Date: 01-03-2012    Supervisor: Thomas Hamelryck & Anders Krogh

A new method for calculating small angle X-ray scattering (SAXS) curves for protein structures was developed in this PhD project. This method is based on the Debye formula and a set of coarse-grained scattering form factors, necessary for a computationally efficient evaluation. A maximum likelihood estimation procedure was used to determine a point estimate of the form factors, using generated data from a large set of high quality protein structures from the Protein Data Bank. This method enables information from SAXS to be used as a likelihood function in an inferential structure determination approach using an MCMC sampling scheme. The method was validated using a large set of known protein structures and in a decoy recognition experiment. It performed as well as the current state-of-the-art method CRYSOL.

The coarse-grained model was implemented as a energy function in the PHAISTOS protein structure prediction program. The SAXS likelihood function was thereby combined with a probabilistic model of local protein structure, TorusDBN, and by only sampling structures with a realistic local structure the conformational search space was dramatically reduced. Applying a generalized ensemble with weights inversely proportional to the density of states in the sampling made it possible to obtain a conservative, statistical ensemble of the solution structures that all fit the experimental SAXS data. Such an ensemble is not readily obtained using existing methods.
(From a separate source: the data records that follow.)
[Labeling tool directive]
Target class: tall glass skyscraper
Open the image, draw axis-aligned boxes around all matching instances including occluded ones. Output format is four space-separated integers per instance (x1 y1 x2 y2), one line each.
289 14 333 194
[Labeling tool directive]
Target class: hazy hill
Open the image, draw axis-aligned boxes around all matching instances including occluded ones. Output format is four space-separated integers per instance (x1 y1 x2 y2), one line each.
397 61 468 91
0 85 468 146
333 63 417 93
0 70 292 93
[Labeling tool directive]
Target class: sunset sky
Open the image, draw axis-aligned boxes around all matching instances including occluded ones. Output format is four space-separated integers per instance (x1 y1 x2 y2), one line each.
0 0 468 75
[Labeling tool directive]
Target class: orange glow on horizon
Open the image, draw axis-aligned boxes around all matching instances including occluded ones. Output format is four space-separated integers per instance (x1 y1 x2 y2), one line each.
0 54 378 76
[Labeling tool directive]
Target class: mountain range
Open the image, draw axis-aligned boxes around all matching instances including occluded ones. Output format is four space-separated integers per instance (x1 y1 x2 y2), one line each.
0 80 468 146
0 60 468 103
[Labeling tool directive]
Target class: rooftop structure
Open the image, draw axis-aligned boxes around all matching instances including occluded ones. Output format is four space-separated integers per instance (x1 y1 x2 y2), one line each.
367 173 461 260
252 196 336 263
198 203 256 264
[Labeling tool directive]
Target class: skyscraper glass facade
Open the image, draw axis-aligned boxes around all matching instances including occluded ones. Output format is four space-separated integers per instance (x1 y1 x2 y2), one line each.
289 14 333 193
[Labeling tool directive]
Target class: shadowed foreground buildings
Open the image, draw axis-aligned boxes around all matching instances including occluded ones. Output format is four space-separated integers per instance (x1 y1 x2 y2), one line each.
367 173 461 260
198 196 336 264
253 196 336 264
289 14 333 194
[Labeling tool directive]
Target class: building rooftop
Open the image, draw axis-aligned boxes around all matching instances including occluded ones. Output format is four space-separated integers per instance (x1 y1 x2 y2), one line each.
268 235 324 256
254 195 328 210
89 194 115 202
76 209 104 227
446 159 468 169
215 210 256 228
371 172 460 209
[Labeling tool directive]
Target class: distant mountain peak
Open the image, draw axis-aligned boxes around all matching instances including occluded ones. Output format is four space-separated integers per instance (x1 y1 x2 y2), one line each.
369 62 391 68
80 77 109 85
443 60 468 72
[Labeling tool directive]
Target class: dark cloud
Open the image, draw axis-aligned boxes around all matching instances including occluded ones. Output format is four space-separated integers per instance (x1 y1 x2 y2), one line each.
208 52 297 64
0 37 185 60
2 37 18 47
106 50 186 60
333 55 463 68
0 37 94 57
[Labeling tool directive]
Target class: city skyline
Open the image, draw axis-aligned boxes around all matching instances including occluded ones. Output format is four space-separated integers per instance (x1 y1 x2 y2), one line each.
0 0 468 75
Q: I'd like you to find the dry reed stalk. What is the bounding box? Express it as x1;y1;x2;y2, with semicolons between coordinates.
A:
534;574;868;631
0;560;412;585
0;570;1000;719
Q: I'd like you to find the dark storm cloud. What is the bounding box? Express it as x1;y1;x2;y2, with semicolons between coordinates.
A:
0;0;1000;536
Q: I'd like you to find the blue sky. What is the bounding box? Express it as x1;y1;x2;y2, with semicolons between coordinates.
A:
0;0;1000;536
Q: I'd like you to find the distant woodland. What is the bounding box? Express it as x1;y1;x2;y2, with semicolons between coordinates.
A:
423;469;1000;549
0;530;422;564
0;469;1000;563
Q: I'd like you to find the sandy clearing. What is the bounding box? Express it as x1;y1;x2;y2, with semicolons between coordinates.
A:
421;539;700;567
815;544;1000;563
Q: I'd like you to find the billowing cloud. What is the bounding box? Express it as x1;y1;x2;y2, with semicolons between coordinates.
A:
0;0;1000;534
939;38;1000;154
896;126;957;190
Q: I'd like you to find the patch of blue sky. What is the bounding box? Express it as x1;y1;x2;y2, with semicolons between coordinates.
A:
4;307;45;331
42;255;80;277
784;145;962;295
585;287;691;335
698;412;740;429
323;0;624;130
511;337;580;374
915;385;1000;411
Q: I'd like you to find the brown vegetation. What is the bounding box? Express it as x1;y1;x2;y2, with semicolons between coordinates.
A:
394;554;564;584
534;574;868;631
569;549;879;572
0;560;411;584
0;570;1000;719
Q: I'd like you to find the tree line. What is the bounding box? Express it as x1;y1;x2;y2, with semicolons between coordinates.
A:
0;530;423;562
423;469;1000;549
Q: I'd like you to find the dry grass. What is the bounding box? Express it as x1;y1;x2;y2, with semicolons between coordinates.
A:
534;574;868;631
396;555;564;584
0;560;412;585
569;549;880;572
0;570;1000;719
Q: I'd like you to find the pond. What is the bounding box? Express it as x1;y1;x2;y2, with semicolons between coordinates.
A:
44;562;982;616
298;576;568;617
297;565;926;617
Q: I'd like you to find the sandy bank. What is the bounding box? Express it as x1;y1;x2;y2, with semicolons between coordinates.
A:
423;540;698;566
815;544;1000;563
The program was applied to three different flexible, multi-domain proteins, a class that is notoriously difficult for high-resolution structure determination techniques. For a protein with known high-resolution structure and generated SAXS data, results were within 2 Å from native in terms of the root-mean-square deviation. For larger proteins our models agreed with low resolution, bead models from existing methods while providing biologically meaningful results and information on domain arrangement and linker flexibility.